Multimodal Residual Learning for Visual QA
in Studies on Deep Learning, Deep Learning
WHY?
Visual question answering task is to answer to natural language question based on images requiring extraction of information from both images and texts. Stacked Attention Networks(SAN) stacked several layers of attention to answer to complicated questions that requires reasoning.
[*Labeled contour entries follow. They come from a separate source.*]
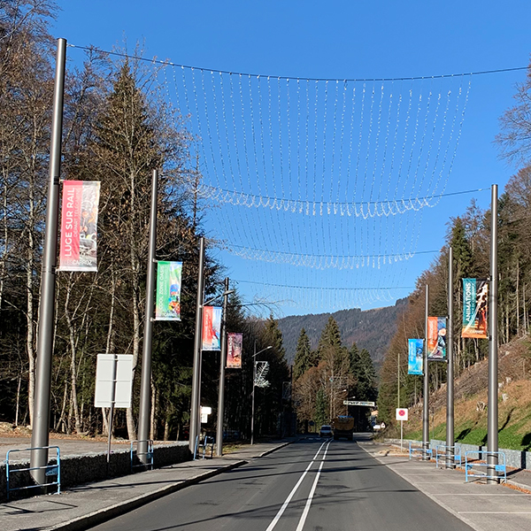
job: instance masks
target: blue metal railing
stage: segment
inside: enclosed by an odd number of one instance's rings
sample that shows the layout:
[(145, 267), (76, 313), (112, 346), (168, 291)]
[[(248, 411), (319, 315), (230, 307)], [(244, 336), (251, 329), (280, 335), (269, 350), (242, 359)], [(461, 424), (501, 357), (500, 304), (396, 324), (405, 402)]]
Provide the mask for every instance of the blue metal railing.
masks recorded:
[[(22, 451), (32, 451), (34, 450), (50, 450), (55, 448), (56, 450), (56, 462), (51, 465), (43, 465), (42, 466), (28, 466), (26, 468), (13, 468), (14, 463), (10, 463), (10, 455), (16, 452)], [(45, 483), (44, 485), (25, 485), (24, 487), (12, 487), (11, 486), (11, 479), (12, 474), (24, 473), (24, 472), (31, 472), (32, 470), (45, 470), (45, 476), (47, 478), (57, 476), (57, 480), (55, 481), (50, 481), (50, 483)], [(42, 487), (53, 487), (57, 486), (58, 491), (57, 494), (61, 493), (61, 454), (58, 446), (38, 446), (35, 448), (23, 448), (19, 450), (9, 450), (5, 455), (5, 476), (6, 476), (6, 497), (9, 501), (9, 493), (13, 490), (26, 490), (27, 489), (40, 489)]]
[[(456, 452), (456, 449), (458, 451)], [(449, 451), (450, 450), (450, 451)], [(445, 444), (437, 444), (435, 446), (435, 466), (439, 466), (439, 459), (442, 460), (442, 464), (446, 463), (446, 457), (450, 453), (453, 457), (452, 461), (461, 465), (463, 459), (461, 458), (461, 450), (456, 446), (446, 446)]]
[[(477, 459), (469, 458), (469, 455), (477, 455)], [(482, 459), (484, 457), (497, 456), (497, 465), (494, 466), (494, 473), (489, 473), (489, 469), (492, 468), (492, 465), (486, 463)], [(500, 464), (500, 458), (502, 463)], [(468, 478), (484, 478), (488, 480), (499, 480), (504, 478), (507, 482), (507, 466), (505, 465), (505, 454), (503, 451), (488, 451), (480, 450), (471, 450), (465, 452), (465, 481), (468, 481)], [(475, 467), (475, 468), (474, 468)], [(479, 468), (479, 470), (478, 470)], [(481, 470), (485, 468), (486, 470)], [(501, 474), (499, 473), (502, 473)]]
[[(147, 451), (138, 453), (138, 450), (136, 450), (134, 448), (135, 444), (138, 443), (138, 442), (147, 442), (148, 443)], [(131, 441), (129, 455), (131, 456), (131, 472), (133, 472), (134, 468), (139, 468), (141, 466), (142, 467), (147, 466), (150, 468), (150, 470), (153, 470), (153, 440), (152, 439), (146, 439), (145, 441)], [(142, 461), (142, 459), (140, 458), (140, 456), (145, 456), (145, 458), (146, 458), (145, 463), (143, 461)], [(135, 459), (135, 458), (136, 458), (136, 459)], [(138, 461), (141, 461), (141, 462), (138, 463)]]

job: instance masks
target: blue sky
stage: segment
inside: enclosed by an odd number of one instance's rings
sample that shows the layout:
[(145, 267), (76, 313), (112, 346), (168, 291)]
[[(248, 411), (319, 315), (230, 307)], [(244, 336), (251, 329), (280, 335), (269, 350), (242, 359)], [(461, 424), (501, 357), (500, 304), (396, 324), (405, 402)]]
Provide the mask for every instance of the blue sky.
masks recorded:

Multimodal Residual Network (MRN) points out weighted averaging of attention layers in SAN works as a bottleneck restricting the information of interaction between questions and images.
WHAT?
To address the bottleneck issue, MRN increased expressiveness of interaction between question and image by performing elementwise product instead of attention mechanism.
H_0 = \mathbf{q}\\
H_1(\mathbf{q}, \mathbf{v}) = W_{\mathbf{q}'}^{(1)}\mathbf{q} + \mathcal{F}^{(1)}(\mathbf{q}, \mathbf{v})\\
\mathcal{F}^{(k)}(\mathbf{q}, \mathbf{v}) = \sigma(W^{(k)}_{\mathbf{q}}\mathbf{q})\odot\sigma(W_2^{(k)}\sigma(W_1^{(k)}\mathbf{v}))\\
H_L(\mathbf{q}, \mathbf{v}) = W_{\mathbf{q}'}\mathbf{q} + \sum^L_{l=1}W_{\mathcal{F}^{(l)}}\mathcal{F}^{(l)}(H_{l-1}, \mathbf{v})\\
W_{\mathbf{q}'} = \prod^L_{l=1}W^{(l)}_{\mathbf{q}'}\\
W_{\mathcal{F}^{(l)}} = \prod^L_{m=l+1} W^{(m)}_{\mathbf{q}'}
So?
NRM achieved state-of-the-art result in open-ended and multiple-choice of VQA dataset.
Critic
There may be more sophisticated way to decide the level of logic instead of just stacking numerous layers.